Ihr aktueller Auftrag bestand darin, alle bekannten Anwender von Seltenen Erden in ihrem Marktgebiet zu interviewen und deren direkten Bedarf sowie den der entsprechenden Kundschaft zu erforschen. Dazu gehörte auch die Ermittlung von Recyclingaktivitäten. Dieser Bereich war erst seit kurzer Zeit Bestandteil ihrer Aufgaben, weil dieser Teilmarkt spürbare Wachstumsraten aufwies. Bei diesen Kundenkontakten übermittelte sie die jeweiligen Lieferkonditionen. So wie bei Steig.
Heute schrieb sie den Bericht über die Steig AG. Zuvor hatte sie die Firma Ebon AG, einen international tätigen Chemiekonzern, der zahlreiche moderne Digitalgeräte im Einsatz hatte, besucht. Überall wurden dort hochwertige Rohstoffe aus dem Bereich der Seltenen Erden verarbeitet. Dieser Konzern hatte eine eigene Recyclingfirma ins Leben gerufen. Die beschäftigte sich im Schwerpunkt mit der Entsorgung Technischer Geräte.

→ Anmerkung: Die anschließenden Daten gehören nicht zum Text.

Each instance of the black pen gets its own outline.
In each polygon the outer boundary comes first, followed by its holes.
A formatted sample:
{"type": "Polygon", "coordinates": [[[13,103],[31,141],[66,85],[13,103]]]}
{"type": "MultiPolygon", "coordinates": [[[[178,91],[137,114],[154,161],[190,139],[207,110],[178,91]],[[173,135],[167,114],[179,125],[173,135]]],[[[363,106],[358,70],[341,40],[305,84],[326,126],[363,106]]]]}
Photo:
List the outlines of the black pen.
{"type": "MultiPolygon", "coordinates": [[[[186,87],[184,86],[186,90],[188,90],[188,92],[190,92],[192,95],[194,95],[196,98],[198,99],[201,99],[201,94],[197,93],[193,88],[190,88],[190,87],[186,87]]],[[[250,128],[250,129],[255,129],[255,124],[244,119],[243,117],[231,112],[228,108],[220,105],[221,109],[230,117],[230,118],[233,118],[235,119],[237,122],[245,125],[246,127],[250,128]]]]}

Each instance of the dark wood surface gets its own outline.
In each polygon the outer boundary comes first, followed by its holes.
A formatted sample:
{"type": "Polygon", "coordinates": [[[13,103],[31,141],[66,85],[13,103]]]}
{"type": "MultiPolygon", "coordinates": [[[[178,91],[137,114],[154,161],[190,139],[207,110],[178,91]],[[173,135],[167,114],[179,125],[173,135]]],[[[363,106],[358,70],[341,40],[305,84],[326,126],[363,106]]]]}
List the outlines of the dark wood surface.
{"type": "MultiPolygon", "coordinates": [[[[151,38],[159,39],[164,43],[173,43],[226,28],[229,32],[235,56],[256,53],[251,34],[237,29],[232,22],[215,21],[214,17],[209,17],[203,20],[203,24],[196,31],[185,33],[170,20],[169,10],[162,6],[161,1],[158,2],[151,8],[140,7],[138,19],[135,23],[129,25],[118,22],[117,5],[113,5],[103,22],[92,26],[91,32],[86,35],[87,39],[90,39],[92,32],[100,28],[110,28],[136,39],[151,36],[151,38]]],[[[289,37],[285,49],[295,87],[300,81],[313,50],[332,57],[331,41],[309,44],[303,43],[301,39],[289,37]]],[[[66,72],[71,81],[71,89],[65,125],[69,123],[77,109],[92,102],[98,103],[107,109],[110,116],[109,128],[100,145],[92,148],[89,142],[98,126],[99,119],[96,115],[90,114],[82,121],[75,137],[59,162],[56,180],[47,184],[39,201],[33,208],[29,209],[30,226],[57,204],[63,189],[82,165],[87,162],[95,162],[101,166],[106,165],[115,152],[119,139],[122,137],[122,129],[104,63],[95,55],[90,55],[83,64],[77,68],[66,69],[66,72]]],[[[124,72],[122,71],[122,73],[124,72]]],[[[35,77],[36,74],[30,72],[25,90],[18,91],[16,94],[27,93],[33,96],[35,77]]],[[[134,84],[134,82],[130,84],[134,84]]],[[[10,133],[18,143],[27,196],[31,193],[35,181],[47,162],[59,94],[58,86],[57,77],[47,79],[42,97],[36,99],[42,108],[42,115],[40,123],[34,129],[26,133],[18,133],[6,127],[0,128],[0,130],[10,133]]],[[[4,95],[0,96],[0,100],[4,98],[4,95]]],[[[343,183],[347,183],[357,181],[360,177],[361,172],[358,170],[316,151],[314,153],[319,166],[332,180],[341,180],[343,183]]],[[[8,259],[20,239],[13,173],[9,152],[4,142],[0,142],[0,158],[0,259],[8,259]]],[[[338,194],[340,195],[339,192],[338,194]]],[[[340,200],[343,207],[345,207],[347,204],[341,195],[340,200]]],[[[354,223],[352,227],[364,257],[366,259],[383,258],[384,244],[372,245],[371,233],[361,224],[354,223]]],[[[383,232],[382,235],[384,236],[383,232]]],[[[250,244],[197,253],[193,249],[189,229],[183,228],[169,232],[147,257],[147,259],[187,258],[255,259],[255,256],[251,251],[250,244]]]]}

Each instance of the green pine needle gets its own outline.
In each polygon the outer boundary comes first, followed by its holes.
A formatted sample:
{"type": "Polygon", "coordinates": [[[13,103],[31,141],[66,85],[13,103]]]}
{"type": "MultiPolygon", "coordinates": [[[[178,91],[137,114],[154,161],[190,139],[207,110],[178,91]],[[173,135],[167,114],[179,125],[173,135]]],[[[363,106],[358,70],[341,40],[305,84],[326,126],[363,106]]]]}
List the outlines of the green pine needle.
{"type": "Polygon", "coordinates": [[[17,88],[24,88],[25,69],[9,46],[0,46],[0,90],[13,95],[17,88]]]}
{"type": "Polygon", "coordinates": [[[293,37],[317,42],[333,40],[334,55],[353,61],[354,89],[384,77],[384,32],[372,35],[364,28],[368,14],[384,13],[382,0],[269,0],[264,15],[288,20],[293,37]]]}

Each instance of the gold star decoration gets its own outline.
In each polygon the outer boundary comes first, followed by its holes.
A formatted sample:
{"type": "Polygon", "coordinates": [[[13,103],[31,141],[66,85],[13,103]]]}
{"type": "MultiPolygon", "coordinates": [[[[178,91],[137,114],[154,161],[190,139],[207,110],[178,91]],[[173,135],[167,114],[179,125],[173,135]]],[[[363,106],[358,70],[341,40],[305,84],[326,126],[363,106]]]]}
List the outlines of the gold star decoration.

Hier in Hannover hatte Li Mei vor langer Zeit das Vertrauen und die Zuneigung des Inhabers der Steig AG gewonnen. Sie erinnerte sich gerne an eine Reihe von Begegnungen mit ihm in diesem Turmzimmer. Sie ahnte, dass Steig an diesem Abend noch zu ihr kommen würde, auch wenn sie ihm die Veränderung der Einkaufskonditionen hatte mitteilen müssen. Er war sehr freundlich und hatte bisher keine Fragen nach ihrem beruflichen Umfeld gestellt. Das machte ihn sympathisch.
Sie drückte auf „Senden“. Ihr Bericht war fertig. Sie dachte, ein stilles Wasser genießend, über die Bedeutung ihres Vertragsverhältnisses nach: Es hat schon etwas Zwanghaftes. Es lebt von einer einseitigen Machtstruktur. Es muss Kollegen geben, die für die Überwachung der Interviewer eingesetzt werden. Das würde bedeuten, dass sie auch in den Märkten unterwegs sein müssen, also auch hier. Es könnte also sein, ist sogar sehr wahrscheinlich, dass es Kontrolleure gibt, die die Interviewer unerkannt überwachen. Die alleinige Überprüfung der elektronischen Mitteilungen über das Internet wäre zu unsicher. Das ist ein ausgeklügeltes System. Daran kann ich selbst nichts ändern.
In diesem Moment klopfte es an der Tür. Sie öffnete und ließ sich von Steig in die Arme nehmen.
Vor einem nahe gelegenen kleinen Hotel parkte ein roter Panda. Der Fahrer, ein kleiner sportlicher Mann, nahm gesundheitsbewusst eine eiweißhaltige Nahrung im Restaurant des Hotels zu sich. Nach dem Essen zog er sich in sein Zimmer zurück und beantwortete einen Anruf auf seinem Mobiltelefon.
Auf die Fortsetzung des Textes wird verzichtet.